Coop and I are enjoying the sun, looking out over a leafless vista. May 30, 2024 is my due date.
Here is a photo of the cabin just a week later on June 8.
The leaves burst into existence, blindingly green to complement the swath of yellow below. All of Off Season is working up to this. It’s construction season before the trees emerge from spring’s scaffolding, ready to shade and glimmer. And this year, when the leaves come out, so will a baby.
(Laughs to herself, uncomfortable.)
This year, I know not to expect the leaves until May ends. I know to smile warmly at fronds of grass emerging from the melt, unaware they will wake frozen the next day. I know the next two months will not be beautiful or vibrant. I know to enjoy the sun for its efforts and forgive the storms making their last ditch efforts at the snowpack.

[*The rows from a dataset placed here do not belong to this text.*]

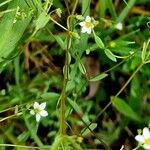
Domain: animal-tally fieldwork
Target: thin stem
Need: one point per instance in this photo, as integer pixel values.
(21, 146)
(66, 69)
(124, 86)
(11, 116)
(119, 92)
(33, 134)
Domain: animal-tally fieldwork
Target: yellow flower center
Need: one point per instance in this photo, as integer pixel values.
(88, 24)
(147, 141)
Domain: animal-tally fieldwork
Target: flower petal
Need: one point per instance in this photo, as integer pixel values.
(32, 112)
(38, 117)
(89, 31)
(146, 133)
(122, 147)
(42, 106)
(36, 105)
(43, 113)
(139, 138)
(82, 23)
(88, 19)
(145, 146)
(84, 30)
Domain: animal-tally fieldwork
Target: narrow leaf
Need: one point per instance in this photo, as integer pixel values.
(124, 108)
(99, 77)
(74, 105)
(98, 41)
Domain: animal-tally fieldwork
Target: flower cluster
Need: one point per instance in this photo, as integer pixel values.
(144, 138)
(87, 25)
(38, 110)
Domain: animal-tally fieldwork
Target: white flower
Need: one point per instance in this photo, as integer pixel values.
(144, 139)
(122, 147)
(119, 26)
(39, 111)
(87, 25)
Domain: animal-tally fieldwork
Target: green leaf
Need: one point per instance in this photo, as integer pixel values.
(74, 105)
(124, 108)
(42, 20)
(87, 131)
(12, 32)
(99, 77)
(110, 55)
(98, 41)
(81, 67)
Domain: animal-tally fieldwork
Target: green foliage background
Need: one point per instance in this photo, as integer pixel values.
(32, 56)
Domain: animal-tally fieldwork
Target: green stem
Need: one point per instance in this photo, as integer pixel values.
(66, 69)
(33, 134)
(124, 86)
(119, 92)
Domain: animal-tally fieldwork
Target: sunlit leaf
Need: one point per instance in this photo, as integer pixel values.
(124, 108)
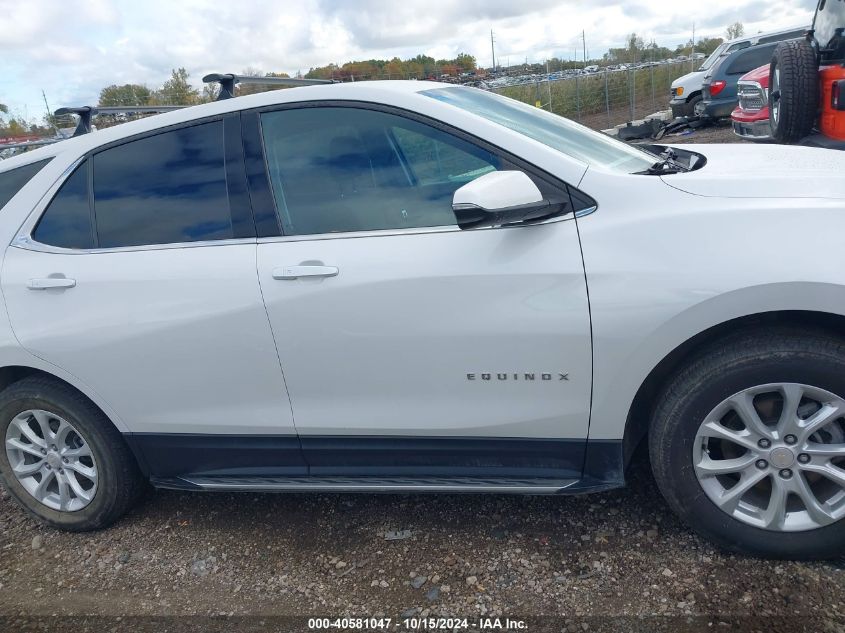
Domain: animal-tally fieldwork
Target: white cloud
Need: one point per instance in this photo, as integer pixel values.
(72, 50)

In past years, I’ve asked in this newsletter how you too can embrace an off season for yourself — one where unrelenting productivity, the demand for new leaves, new branches, and new blooms is forsaken for something more like melting. That has to come first, after all.
There’s this massive mound of snow behind our house created by the plow trying to find somewhere to shove all of it. All winter it sits atop the hill like a child on their tiptoes asking how tall am I now, how tall am I now. And this week, it started to melt. But in its melt, it held its shape because all winter long, the plow has not just been pushing snow, but digging up the ground beneath it and piling it all into a massive conglomerate that is now showing itself to be as much displaced dirt as snow.

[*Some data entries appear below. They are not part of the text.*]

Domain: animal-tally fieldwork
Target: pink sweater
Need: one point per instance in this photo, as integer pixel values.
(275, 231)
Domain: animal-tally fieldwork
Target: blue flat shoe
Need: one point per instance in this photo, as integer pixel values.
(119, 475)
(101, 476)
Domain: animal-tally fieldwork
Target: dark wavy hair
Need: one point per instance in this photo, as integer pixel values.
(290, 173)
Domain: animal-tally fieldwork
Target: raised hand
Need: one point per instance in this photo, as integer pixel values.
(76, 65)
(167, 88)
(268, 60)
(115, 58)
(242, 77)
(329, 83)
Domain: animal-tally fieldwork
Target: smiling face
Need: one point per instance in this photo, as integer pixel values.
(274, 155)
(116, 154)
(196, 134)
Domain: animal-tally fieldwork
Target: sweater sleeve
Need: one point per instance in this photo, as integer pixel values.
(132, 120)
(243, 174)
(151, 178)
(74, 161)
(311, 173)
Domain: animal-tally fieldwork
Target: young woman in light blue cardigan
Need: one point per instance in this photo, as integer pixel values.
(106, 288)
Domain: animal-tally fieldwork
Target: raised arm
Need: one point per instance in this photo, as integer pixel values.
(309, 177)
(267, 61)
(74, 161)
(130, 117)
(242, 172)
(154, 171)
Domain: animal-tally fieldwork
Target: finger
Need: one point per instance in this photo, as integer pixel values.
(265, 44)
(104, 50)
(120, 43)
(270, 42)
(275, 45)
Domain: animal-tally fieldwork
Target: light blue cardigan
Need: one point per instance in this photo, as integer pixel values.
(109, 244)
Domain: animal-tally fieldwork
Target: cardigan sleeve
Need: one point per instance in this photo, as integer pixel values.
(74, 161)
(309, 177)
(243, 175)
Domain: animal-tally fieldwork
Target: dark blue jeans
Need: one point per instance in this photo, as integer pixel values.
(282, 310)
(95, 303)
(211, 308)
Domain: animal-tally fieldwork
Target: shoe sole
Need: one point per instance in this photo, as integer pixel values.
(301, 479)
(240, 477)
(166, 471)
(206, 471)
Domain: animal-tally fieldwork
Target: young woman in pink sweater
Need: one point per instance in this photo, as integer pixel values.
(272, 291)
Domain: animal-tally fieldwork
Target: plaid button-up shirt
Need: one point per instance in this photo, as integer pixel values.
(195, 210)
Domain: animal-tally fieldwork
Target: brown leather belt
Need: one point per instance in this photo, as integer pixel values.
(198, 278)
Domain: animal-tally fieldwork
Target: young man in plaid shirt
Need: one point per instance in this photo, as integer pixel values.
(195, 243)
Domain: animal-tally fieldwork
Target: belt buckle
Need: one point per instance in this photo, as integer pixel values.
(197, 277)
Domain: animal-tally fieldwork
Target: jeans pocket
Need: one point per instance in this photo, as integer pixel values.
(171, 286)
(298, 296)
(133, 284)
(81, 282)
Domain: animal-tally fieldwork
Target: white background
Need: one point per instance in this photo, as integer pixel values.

Before anything can be done about the dirt, its white glue needs a thorough thaw, a complete melting of the structural ice within it.

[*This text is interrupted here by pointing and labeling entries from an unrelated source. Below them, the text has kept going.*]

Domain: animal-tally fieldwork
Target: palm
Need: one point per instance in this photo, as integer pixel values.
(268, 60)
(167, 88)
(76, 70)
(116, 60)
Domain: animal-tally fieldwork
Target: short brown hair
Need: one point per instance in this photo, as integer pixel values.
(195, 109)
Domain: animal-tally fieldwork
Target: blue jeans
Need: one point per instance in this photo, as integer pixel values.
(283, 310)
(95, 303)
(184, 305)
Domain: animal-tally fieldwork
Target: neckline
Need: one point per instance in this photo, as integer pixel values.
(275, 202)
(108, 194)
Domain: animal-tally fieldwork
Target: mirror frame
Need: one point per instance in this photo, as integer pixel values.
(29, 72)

It’s like Spring Cleaning. You cannot wipe the countertops until you put away the dishes sitting on them. To consider these the same task is like getting a promotion without the pay raise — it’s not right. April and May’s jobs here are not to be the beginning of spring, but to be the end of winter. To ask more of them is unfair. To ask a ghost town to thrive is to only ask for trouble. So I won’t be.
Instead of asking in these months what I can plant, I will ask what I can thaw. I’ve planted enough. I’ve grown a heart, lungs, fingernails, hair, eyes, skin, bones, and several bra sizes. It’s time to thaw.
I grew up in a small, summer town on the finger lakes in Central NY.
The town started to empty in September, and was closed up by the time the leaves started to fall. I loved the shoulder seasons, but a big part of the enjoyment was knowing the roll-up of the streets and closing of stores was temporary and would start to reverse in May (I’d be busy skiing).
I loved the peace and quiet and absence of people during shoulder season, but was a love knowing the solitude was temporary. I enjoyed the slow down, and still find spells of time alone are needed to clear my head and straighten myself out.
I moved 40 years ago. The town is now 4 seasons. Sure, the change can be seen as positive, but in my mind there has been something lost, too.
End of May is a great time to be born! (I’m a tiny bit biased, being a May 24th baby myself.) there’s always a holiday around your birthday, your birthday ends up, coinciding with things like graduation and getting out of school for the summer. It’s just a great time to be born. You have Jibbs to help you through what clearly must be an uncomfortable. To say the least. Starting to think my mom must’ve been happy that I was born a few weeks early, even if that had a few scary moments. Makes no sense that my sister was her favorite though. My sister made her suffer through extra weeks of pregnancy.